高齢者の個人差を知る【介護のゴカイ 34】

若い人より大きい、高齢者の「個人差」
高齢者問題を考える際に見落とされているのは、個人差の問題だ。
一つ声を大にして言いたいのは、高齢者はとても個人差が大きいということだ。つまり、若い人と比べて高齢者のほうが個人差が大きいのだ。
子ども時代、自分には太刀打ちできないほど勉強ができる人間とか、スポーツができる人とかを見てものすごい差を感じた人がいるかもしれない。

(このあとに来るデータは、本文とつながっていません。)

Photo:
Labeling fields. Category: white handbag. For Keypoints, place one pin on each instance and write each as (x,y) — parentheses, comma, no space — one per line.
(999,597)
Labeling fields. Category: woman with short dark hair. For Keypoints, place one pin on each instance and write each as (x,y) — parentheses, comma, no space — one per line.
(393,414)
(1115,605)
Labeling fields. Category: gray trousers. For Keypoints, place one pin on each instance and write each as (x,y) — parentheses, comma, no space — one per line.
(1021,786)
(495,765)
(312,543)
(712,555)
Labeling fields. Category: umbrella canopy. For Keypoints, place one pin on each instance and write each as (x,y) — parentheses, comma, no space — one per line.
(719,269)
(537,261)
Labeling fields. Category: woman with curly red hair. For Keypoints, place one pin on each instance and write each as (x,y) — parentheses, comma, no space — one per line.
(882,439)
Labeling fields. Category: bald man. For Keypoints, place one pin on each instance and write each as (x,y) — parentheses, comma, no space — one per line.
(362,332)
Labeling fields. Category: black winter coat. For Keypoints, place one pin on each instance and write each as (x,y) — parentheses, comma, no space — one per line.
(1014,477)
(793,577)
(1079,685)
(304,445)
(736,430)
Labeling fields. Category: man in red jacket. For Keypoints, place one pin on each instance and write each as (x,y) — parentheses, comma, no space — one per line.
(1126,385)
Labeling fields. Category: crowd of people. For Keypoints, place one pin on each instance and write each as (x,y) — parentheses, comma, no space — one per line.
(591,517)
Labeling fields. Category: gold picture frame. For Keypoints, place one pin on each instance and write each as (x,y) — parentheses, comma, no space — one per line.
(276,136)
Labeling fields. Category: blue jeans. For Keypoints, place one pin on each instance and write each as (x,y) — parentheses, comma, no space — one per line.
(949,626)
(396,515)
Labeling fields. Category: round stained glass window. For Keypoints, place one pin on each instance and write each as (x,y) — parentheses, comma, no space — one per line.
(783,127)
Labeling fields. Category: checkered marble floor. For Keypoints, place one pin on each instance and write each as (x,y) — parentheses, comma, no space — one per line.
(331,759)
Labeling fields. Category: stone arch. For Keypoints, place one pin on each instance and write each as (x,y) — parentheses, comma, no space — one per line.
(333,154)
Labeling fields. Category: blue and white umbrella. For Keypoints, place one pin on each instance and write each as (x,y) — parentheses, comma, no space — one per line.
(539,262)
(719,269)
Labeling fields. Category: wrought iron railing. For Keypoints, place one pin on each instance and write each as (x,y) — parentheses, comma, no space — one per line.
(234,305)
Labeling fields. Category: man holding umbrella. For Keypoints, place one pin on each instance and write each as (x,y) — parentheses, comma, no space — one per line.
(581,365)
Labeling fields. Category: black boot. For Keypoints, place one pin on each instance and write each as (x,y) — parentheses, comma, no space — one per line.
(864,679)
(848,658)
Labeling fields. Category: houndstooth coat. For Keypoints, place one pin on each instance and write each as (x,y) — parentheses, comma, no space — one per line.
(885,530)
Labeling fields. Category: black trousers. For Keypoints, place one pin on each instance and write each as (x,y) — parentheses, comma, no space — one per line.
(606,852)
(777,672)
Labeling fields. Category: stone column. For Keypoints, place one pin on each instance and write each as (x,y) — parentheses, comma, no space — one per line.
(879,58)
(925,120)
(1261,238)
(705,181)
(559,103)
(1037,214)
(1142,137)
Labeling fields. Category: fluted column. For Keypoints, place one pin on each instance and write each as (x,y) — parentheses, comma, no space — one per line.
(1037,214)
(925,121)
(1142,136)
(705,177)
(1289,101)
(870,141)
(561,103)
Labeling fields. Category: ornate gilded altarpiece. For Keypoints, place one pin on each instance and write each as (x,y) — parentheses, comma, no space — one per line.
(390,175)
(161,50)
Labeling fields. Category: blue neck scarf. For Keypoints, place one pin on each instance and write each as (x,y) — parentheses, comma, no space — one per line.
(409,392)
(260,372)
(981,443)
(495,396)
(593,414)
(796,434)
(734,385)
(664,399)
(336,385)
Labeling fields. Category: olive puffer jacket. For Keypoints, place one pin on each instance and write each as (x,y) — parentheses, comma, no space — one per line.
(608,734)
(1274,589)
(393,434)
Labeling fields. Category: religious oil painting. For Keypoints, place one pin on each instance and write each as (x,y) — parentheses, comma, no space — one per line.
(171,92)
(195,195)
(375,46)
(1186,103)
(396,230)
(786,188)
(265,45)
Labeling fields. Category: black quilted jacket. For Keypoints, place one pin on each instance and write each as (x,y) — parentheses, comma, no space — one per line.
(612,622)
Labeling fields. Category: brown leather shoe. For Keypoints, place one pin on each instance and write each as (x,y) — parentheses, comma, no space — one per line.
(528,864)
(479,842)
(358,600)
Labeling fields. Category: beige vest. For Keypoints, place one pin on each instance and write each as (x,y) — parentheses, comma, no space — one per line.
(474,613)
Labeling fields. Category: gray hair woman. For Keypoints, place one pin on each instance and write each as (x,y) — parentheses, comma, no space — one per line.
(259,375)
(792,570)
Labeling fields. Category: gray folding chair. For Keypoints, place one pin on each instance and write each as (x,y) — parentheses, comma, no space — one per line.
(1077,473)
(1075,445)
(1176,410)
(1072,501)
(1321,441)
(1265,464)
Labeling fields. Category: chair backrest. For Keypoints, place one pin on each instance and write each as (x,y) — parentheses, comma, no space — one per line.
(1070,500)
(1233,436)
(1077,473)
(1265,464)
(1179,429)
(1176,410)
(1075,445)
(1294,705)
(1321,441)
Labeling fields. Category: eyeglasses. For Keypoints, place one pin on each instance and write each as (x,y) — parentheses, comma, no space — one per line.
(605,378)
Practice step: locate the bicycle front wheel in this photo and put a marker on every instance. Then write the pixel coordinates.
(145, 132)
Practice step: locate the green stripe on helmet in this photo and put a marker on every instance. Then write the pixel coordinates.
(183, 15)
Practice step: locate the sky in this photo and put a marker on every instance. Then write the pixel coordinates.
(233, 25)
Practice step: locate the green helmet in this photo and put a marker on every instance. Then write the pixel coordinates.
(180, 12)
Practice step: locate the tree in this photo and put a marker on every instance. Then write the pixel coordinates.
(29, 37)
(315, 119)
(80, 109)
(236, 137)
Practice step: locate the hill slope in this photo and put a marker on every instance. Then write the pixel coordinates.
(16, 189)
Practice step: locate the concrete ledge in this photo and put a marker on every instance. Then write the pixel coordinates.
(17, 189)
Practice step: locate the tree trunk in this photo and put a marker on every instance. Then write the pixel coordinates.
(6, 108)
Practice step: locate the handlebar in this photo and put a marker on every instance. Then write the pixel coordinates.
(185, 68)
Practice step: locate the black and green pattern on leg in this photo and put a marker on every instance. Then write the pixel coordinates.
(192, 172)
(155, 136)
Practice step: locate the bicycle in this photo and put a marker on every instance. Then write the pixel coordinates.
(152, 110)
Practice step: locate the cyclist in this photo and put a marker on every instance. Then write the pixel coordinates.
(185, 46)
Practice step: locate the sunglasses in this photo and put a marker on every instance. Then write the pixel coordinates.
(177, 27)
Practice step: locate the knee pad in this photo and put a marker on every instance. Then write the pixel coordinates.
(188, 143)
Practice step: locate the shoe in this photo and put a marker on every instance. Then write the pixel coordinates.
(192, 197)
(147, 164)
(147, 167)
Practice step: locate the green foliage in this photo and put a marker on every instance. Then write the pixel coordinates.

逆に、とんでもないバカとか、運動音痴とかの子をみてバカにしたこともあるかもしれない。
私は勉強はできたが、どうしようもない運動音痴だったので、小さいころから人間の個人差を経験してきたほうだと思う。
それでも、子供時代の個人差は意外に小さい。
知能指数ベースだと130から70の間にほとんどの人は収まる。
50メートル走だって、ものすごい速い子で6秒台、どんなに遅い子で15秒までに50メートルは走れる。
それに比べて、70代、80代の場合、重度の認知症の人なら人の話もまったく理解できない人がいるいっぽうで、現役の学者も経営者もいる。今年95歳になるウォーレン・バフェットはいまでも世界最高の投資家とされている。
身体機能にしても、寝たきりの人も大勢いるのに、フルマラソンを走れる人だっている。
要するに高齢者には個人差がものすごくあるのだ。
そこがほとんど理解されず、高齢者を一緒くたにして論じる人があまりに多い。
高齢者の運転は危ないとか、高齢者が経営のトップにいるのはおかしいとか、テレビのコメンテーターをやっている、一応、学者と名乗っている人間がこんなことを平気で言う。
高齢者がこんなに多いのに、この現状は悲惨としか言いようがないし、こんなことだから、まともな高齢者対策、高齢者施策が打ち出せないのだろう。
画一的な医療への警鐘とEBMの盲点
そんな中で、いちばん高齢者の個人差を認めていないのが医療の世界だろう。
体重が80キロある65歳の息子と、35キロしかない90歳の母親が風邪をひいたら同じ薬を同じ量出される。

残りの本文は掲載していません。